Assistance with code to fix search functionality when using Sphinx backend

Need some custom code changes to the phpBB core simple enough that you feel doesn't require an extension? Then post your request here so that community members can provide some assistance.

NOTE: NO OFFICIAL SUPPORT IS PROVIDED IN THIS SUB-FORUM
Forum rules
READ: phpBB.com Board-Wide Rules and Regulations

NOTE: NO OFFICIAL SUPPORT IS PROVIDED IN THIS SUB-FORUM
KYPREO
Registered User
Posts: 162
Joined: Fri Feb 02, 2018 9:56 am
Contact:

Assistance with code to fix search functionality when using Sphinx backend

Post by KYPREO » Tue Dec 03, 2019 1:12 am

INTRODUCTION

As per this ticket https://tracker.phpbb.com/browse/PHPBB3-16234 search functionality when using the Sphinx engine backend has been broken since phpBB 3.2.2.

This problem emanates from a fix to this issue: https://tracker.phpbb.com/browse/PHPBB3-15367 Essentially, the problem previously was that use of a / or $ would throw errors, as those are special characters used by Sphinx's extended search syntax and Sphinx would return an error if those characters were used in an unexpected way.

The fix for that issue used the SphinxAPI EscapeString function to escape every possible special character, which essentially breaks Sphinx's extended search syntax and means it only ever performs an all word search or any word search. None of ", *, +, |, NOT, AND, OR behave as expected.

As such, EscapeString is a very crude way of addressing Sphinx syntax errors. A much better option is to analyse phpBB search queries and turn them into a query Sphinx can understand. This will mean you can take advantage of the extended functionality Sphinx offers over phpBB native fulltext and mySQL fulltext.

I have forked phpBB on GitHub and will submit a pull request for code to address the ticket I created.

So far, I have fixed:

- use of exact phrase searching eg "this is a test"

- ensuring the words NOT and OR will search for the exact word NOT and OR when placed inside a phrase, and not turned into a - and | operator, as is currently the case. Eg "search not working" currently returns "search - working.

This is a problem going back to 3.1.5 / June 2015: https://tracker.phpbb.com/browse/PHPBB3-13958 and I have a fix for it.

- fixed use or NOT (-), OR (|) and bracket operators, which is currently broken.

- hyphenated words are now properly parsed and turned into search queries Sphinx can process. Currently, phpBB turns hyphens into minuses (ie NOT search operator) and therefore processes know-it-all as know -it -all (ie know, but not it and not all). With my code fix, know-it-all now becomes ("know it all")|knowitall) so it will look for all instances of the hyphenated string as both a phrase with spaces and as a single word.

So I've gotten to a point where search queries behave in accordance with the instructional text in search.php.

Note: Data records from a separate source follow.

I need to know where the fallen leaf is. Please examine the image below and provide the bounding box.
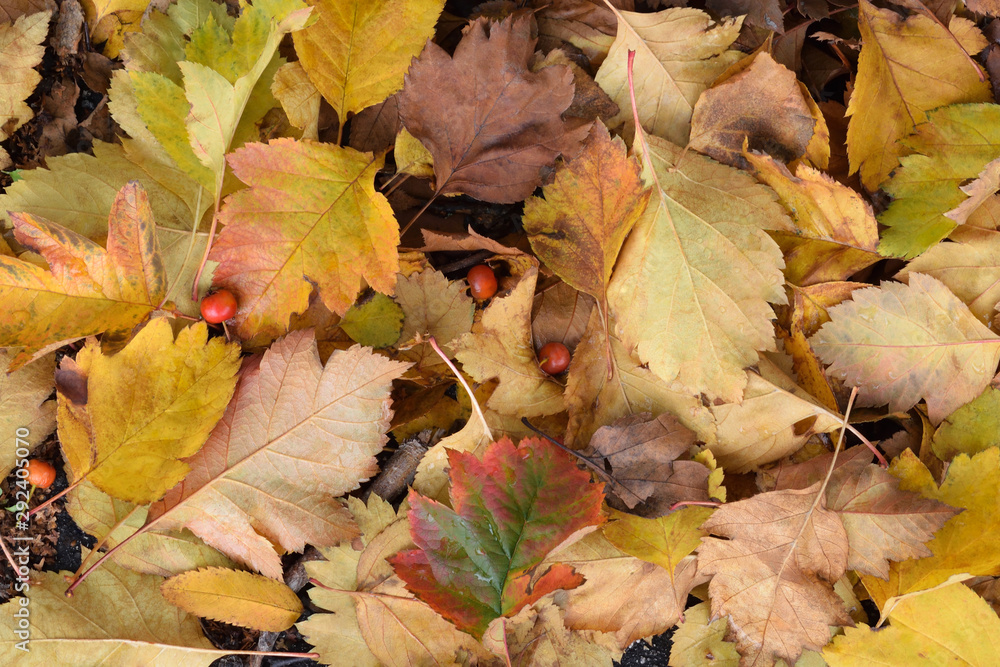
[210,139,399,340]
[0,550,227,667]
[292,0,444,123]
[847,0,990,190]
[810,273,1000,424]
[452,265,563,417]
[56,318,240,504]
[608,131,791,401]
[595,8,743,145]
[585,412,709,512]
[523,124,650,340]
[0,349,56,478]
[399,16,589,203]
[0,182,166,372]
[160,567,302,632]
[146,331,406,579]
[688,51,816,168]
[746,153,881,286]
[823,584,1000,667]
[879,104,1000,258]
[698,483,853,665]
[390,438,602,637]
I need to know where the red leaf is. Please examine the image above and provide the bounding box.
[391,438,603,637]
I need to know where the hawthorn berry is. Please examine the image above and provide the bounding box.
[28,459,56,489]
[467,264,497,301]
[538,341,570,375]
[201,289,236,324]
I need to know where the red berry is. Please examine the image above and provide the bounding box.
[28,459,56,489]
[538,342,570,375]
[201,290,236,324]
[468,264,497,301]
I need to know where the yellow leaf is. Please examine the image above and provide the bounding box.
[861,447,1000,609]
[0,549,228,667]
[292,0,444,124]
[452,265,563,417]
[746,153,881,287]
[847,0,990,190]
[595,8,743,145]
[160,567,302,632]
[608,137,791,402]
[601,507,715,580]
[59,318,240,504]
[810,273,1000,424]
[823,584,1000,667]
[0,12,52,142]
[0,182,166,372]
[0,349,56,477]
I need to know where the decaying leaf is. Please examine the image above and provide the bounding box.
[146,330,406,579]
[811,273,1000,424]
[0,183,166,372]
[390,438,602,637]
[847,0,990,192]
[160,567,302,632]
[399,16,590,203]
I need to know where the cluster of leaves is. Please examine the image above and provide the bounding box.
[0,0,1000,666]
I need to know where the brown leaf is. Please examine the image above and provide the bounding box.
[777,447,959,579]
[688,52,816,168]
[399,16,590,204]
[587,412,710,516]
[698,483,853,665]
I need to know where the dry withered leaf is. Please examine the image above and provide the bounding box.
[399,16,590,203]
[587,412,710,516]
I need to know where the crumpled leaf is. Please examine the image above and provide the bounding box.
[292,0,444,123]
[810,273,1000,424]
[745,153,881,286]
[847,0,990,192]
[688,51,817,168]
[708,357,842,472]
[543,531,707,649]
[0,182,166,372]
[775,447,959,579]
[861,447,1000,609]
[595,8,743,145]
[0,349,56,478]
[56,318,240,504]
[823,584,1000,667]
[146,330,407,579]
[698,482,853,665]
[0,10,52,157]
[0,550,227,667]
[585,412,710,516]
[667,602,740,667]
[565,310,715,447]
[399,15,589,204]
[160,567,302,632]
[879,104,1000,257]
[452,264,563,417]
[931,387,1000,461]
[522,123,650,332]
[210,139,399,339]
[396,269,475,373]
[297,493,496,667]
[608,131,791,401]
[390,438,603,637]
[66,481,235,577]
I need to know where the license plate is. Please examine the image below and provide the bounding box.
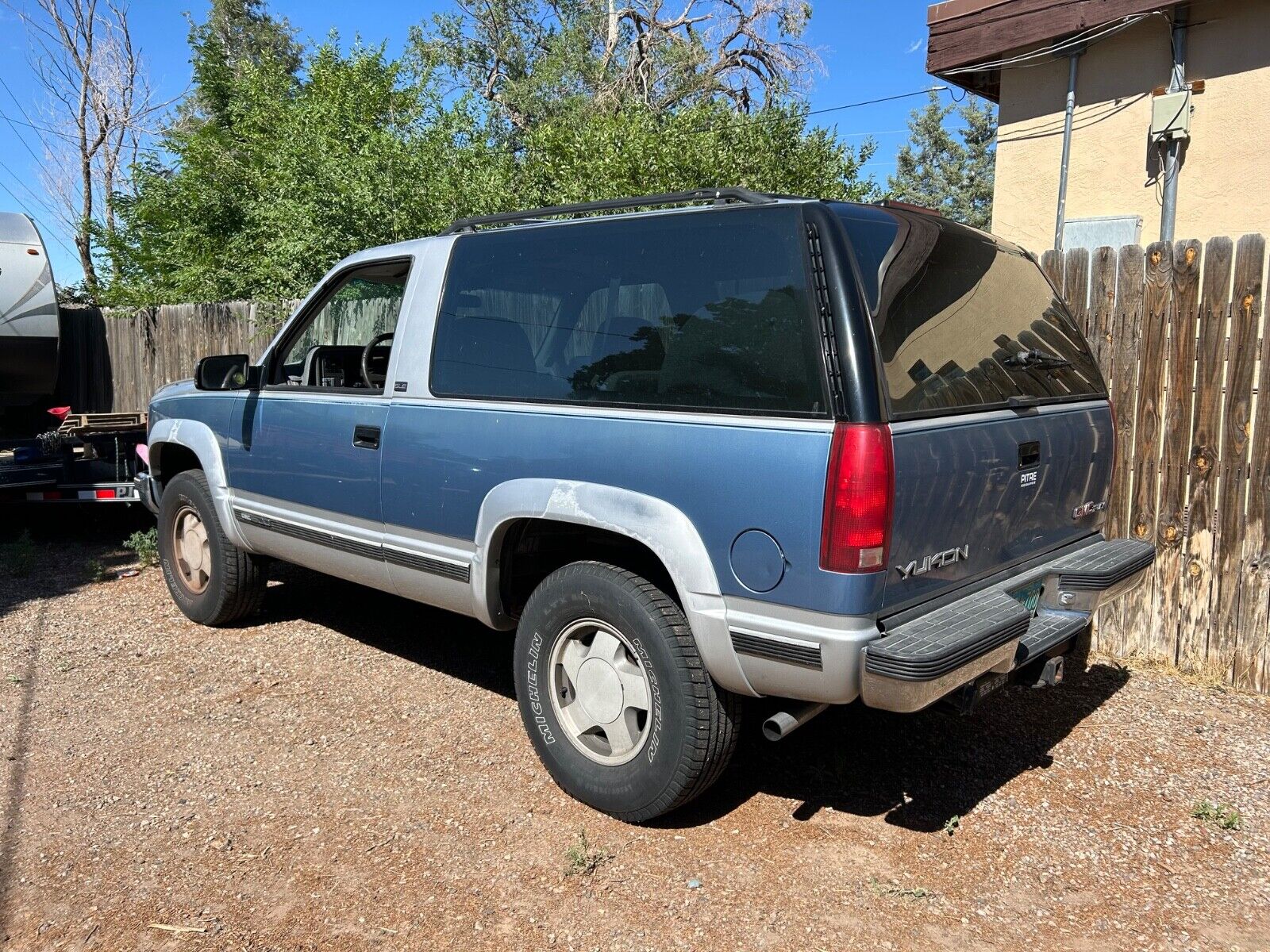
[1010,582,1041,612]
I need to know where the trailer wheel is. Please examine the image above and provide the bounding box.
[159,470,267,626]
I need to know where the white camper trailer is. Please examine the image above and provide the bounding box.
[0,212,57,406]
[0,212,146,502]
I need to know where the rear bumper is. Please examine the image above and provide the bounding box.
[728,539,1156,712]
[860,539,1156,712]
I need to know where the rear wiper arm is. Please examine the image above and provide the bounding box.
[1001,349,1072,370]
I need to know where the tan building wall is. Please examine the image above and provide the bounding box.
[992,0,1270,252]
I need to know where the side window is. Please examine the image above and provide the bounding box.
[432,207,826,414]
[269,262,410,392]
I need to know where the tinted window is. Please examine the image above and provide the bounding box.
[834,205,1106,416]
[432,207,824,414]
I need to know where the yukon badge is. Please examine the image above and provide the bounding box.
[895,543,970,579]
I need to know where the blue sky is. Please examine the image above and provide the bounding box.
[0,0,946,284]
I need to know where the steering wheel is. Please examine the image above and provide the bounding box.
[362,332,392,390]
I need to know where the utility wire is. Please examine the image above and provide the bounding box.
[0,163,78,258]
[940,10,1164,76]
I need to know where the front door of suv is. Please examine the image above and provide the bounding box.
[227,259,410,588]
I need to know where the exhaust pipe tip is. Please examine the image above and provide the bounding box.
[764,703,829,743]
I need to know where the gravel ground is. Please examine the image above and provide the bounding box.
[0,516,1270,950]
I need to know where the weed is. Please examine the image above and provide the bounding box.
[868,876,935,899]
[123,528,159,567]
[0,529,36,579]
[564,829,612,876]
[1191,800,1243,830]
[84,559,114,582]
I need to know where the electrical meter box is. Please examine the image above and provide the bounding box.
[1151,89,1191,142]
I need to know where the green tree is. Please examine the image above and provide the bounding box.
[887,91,997,228]
[413,0,821,131]
[513,100,876,207]
[106,0,876,303]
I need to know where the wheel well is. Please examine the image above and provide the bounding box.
[152,443,203,493]
[499,519,683,618]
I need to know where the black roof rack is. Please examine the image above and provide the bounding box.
[441,188,776,235]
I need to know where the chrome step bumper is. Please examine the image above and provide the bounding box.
[860,539,1156,712]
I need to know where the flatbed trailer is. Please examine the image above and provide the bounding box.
[0,414,146,503]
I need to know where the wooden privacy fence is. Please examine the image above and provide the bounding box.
[1041,235,1270,693]
[64,235,1270,693]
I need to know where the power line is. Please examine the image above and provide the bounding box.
[0,76,51,163]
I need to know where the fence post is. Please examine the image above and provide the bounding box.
[1214,235,1266,687]
[1175,237,1232,670]
[1124,241,1172,654]
[1151,241,1202,658]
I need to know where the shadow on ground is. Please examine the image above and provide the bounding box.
[252,565,1129,831]
[0,503,155,618]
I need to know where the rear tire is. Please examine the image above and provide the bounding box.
[514,562,741,823]
[159,470,268,627]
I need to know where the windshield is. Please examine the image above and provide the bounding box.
[833,205,1106,419]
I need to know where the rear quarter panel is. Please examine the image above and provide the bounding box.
[383,400,880,614]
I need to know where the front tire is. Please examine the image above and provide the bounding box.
[159,470,267,627]
[514,562,741,823]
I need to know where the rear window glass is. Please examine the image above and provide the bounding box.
[834,205,1106,417]
[432,207,826,415]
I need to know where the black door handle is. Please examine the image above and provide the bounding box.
[353,424,379,449]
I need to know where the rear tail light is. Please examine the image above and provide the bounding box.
[1107,401,1120,478]
[821,423,895,573]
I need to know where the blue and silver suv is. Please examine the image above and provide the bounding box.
[141,189,1154,821]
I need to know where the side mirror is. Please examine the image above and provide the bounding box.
[194,354,260,390]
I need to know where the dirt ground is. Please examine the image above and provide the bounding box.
[0,510,1270,950]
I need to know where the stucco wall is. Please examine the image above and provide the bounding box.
[993,0,1270,252]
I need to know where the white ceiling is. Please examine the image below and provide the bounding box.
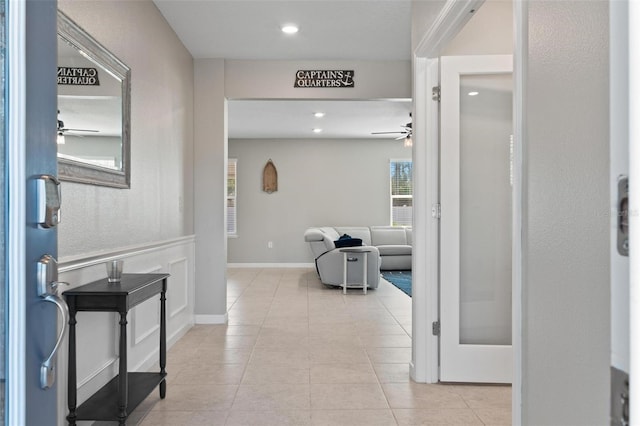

However, there are a number of additional Sphinx extended characters that could be leveraged to take advantage of Sphinx's capabilities, namely:
  • proximity search operator:

    eg "hello world"~10

    Finds the words hello and world within 10 words of each other
  • quorum matching operator:

    eg "the world is a wonderful place"/3

    Finds 3 words in the phrase list, eg it will return a post with "the world is" or "a wonderful place" etc.
PROBLEM

To check proper syntax, I thought of doing preg_replace to only escape instances of / or ~ where the string is:
1.not preceded by a phrase in quotation marks; and
2. not followed by a 1-2 digit number, either at the end of a phrase or followed by whitespace.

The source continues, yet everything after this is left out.